Comment 17 Jim Raykowski 2024-11-15 06:32:46 UTC

FWIW, following how Match Case is implemented is how I would go about adding Match Diacritics to the find bar. I'd also do some research on user interface controller internals[1] but wouldn't let that scare me away ;-)

Here are the files touched by the implementation of Match Case:

svx/source/tbxctrls/tbunosearchcontrollers.cxx
include/svx/strings.hrc
officecfg/registry/data/org/openoffice/Office/UI/Controller.xcu
officecfg/registry/data/org/openoffice/Office/UI/GenericCommands.xcu
svx/util/svx.component

sw/uiconfig/swriter/toolbar/findbar.xml
and other findbar.xml files

[1] https://wiki.openoffice.org/wiki/Framework/Article/OpenOffice.org_2.0_User_Interface_Controller_Internals#Toolbar

Comment 18 Commit Notification 2025-03-19 00:16:39 UTC

jlorber committed a patch related to this issue.
It has been pushed to "master":

https://git.libreoffice.org/core/commit/4957d832c76598e78a57324dad5b4de7345a33e2

tdf#163616 add Match Diacritics to the find bar

It will be available in 25.8.0.

The patch should be included in the daily builds available at
https://dev-builds.libreoffice.org/daily/ in the next 24-48 hours. More
information about daily builds can be found at:
https://wiki.documentfoundation.org/Testing_Daily_Builds

Affected users are encouraged to test the fix and report feedback.
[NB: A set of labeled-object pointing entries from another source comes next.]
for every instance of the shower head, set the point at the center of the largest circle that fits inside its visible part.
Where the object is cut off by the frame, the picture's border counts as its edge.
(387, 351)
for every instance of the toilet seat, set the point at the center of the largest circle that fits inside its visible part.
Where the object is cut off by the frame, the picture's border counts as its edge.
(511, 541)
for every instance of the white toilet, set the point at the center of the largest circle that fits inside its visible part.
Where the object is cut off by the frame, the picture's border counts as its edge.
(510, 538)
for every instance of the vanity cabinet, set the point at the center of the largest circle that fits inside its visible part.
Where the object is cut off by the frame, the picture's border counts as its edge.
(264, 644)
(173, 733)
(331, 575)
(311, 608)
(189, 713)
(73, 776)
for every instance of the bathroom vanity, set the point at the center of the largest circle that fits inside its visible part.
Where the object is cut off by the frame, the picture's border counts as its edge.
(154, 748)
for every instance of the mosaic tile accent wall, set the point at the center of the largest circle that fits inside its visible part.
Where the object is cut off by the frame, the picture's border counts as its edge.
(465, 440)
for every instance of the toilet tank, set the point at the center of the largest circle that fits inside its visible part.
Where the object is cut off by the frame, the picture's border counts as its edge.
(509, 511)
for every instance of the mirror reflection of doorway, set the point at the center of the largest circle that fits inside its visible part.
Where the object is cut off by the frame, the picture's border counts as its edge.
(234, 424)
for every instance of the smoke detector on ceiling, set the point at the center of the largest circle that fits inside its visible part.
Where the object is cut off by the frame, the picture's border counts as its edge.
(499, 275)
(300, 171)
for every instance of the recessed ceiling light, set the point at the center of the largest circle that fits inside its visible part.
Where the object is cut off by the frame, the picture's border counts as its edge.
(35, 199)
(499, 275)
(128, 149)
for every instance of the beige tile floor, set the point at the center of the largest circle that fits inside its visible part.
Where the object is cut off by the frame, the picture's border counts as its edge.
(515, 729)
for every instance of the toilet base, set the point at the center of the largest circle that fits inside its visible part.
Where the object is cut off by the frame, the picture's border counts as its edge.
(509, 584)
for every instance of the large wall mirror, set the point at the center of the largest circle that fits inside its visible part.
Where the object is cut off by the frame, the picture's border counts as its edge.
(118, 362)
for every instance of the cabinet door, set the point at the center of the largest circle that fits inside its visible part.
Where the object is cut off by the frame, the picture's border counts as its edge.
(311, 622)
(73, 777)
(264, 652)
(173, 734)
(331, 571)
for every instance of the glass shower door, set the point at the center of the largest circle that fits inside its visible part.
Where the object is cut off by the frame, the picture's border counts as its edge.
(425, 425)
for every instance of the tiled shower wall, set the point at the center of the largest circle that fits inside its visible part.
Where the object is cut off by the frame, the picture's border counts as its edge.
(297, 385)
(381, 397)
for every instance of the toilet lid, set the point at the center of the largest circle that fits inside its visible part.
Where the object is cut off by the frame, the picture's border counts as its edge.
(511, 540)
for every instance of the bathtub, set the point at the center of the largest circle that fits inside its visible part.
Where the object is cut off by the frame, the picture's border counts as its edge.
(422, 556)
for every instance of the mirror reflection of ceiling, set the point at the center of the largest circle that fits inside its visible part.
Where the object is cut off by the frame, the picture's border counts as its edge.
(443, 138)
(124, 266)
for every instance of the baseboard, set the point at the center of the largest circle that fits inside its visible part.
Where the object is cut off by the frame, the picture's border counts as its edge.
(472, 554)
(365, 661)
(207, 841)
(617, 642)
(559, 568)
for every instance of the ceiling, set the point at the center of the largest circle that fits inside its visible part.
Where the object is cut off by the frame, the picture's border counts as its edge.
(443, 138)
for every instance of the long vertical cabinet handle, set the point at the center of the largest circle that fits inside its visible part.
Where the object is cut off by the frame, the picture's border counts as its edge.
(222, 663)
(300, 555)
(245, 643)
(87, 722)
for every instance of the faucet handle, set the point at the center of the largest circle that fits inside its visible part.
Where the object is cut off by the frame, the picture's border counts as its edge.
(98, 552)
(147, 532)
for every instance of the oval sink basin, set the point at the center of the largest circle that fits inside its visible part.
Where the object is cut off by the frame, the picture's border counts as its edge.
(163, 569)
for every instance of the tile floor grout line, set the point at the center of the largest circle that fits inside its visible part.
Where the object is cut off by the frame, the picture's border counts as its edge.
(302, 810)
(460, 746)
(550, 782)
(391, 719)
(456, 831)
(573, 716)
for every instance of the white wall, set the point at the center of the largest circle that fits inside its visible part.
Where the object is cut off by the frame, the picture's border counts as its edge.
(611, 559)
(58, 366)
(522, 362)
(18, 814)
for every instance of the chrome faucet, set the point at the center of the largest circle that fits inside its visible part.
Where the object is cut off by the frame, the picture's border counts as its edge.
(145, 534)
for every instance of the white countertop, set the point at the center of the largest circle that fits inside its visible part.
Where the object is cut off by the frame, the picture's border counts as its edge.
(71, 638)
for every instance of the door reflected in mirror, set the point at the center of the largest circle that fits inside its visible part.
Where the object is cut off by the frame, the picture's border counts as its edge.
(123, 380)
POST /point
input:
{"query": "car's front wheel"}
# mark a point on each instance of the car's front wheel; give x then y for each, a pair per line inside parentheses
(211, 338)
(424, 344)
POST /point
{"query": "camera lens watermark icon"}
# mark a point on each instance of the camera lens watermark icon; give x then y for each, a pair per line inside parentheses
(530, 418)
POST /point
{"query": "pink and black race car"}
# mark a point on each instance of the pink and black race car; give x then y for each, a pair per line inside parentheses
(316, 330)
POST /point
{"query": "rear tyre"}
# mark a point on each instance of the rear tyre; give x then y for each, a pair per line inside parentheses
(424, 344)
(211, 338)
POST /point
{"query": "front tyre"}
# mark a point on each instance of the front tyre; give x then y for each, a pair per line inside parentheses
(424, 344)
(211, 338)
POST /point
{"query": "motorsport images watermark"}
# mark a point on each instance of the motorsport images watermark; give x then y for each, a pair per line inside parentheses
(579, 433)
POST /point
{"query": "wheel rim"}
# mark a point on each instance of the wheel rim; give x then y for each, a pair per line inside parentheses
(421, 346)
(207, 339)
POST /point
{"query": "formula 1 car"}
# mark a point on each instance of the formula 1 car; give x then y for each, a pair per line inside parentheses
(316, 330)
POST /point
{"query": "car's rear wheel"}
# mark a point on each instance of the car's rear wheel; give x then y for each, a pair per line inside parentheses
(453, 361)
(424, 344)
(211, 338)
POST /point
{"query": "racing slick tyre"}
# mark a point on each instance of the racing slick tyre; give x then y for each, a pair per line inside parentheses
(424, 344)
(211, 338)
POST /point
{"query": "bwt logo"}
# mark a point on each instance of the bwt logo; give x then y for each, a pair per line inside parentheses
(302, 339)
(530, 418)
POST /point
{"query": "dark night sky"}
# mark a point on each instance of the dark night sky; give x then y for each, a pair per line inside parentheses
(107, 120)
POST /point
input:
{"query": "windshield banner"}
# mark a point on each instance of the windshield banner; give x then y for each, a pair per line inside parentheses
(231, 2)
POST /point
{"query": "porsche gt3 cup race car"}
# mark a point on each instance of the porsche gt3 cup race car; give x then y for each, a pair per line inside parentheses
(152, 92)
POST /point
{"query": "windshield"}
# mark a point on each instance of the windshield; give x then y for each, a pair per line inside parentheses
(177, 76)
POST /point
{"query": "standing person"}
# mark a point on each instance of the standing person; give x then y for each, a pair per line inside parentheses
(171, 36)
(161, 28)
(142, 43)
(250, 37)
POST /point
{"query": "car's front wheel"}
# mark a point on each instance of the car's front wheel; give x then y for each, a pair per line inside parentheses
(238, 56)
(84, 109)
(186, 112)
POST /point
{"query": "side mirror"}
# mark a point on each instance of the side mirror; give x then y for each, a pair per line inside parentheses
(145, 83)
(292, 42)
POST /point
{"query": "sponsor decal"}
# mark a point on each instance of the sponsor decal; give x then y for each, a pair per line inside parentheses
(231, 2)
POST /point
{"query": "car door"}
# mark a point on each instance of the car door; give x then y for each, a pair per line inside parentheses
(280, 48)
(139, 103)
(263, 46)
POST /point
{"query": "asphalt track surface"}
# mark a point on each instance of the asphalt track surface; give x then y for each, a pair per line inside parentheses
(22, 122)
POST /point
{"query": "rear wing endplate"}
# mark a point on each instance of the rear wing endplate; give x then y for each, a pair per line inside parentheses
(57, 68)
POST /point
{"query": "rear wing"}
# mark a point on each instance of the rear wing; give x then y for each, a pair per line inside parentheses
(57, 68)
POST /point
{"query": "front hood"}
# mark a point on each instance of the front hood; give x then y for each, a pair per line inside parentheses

Comment 19 Buovjaga 2025-03-19 05:53:08 UTC

Johann: I noticed Madhavkiran has a related report, bug 163652 in case you want to take a look.

Comment 20 Johann Lorber 2025-03-26 15:37:28 UTC

(In reply to Buovjaga from comment #19)
> Johann: I noticed Madhavkiran has a related report, bug 163652 in case you
> want to take a look.

I'll look into it, not sure I'll have the time to fix just yet though.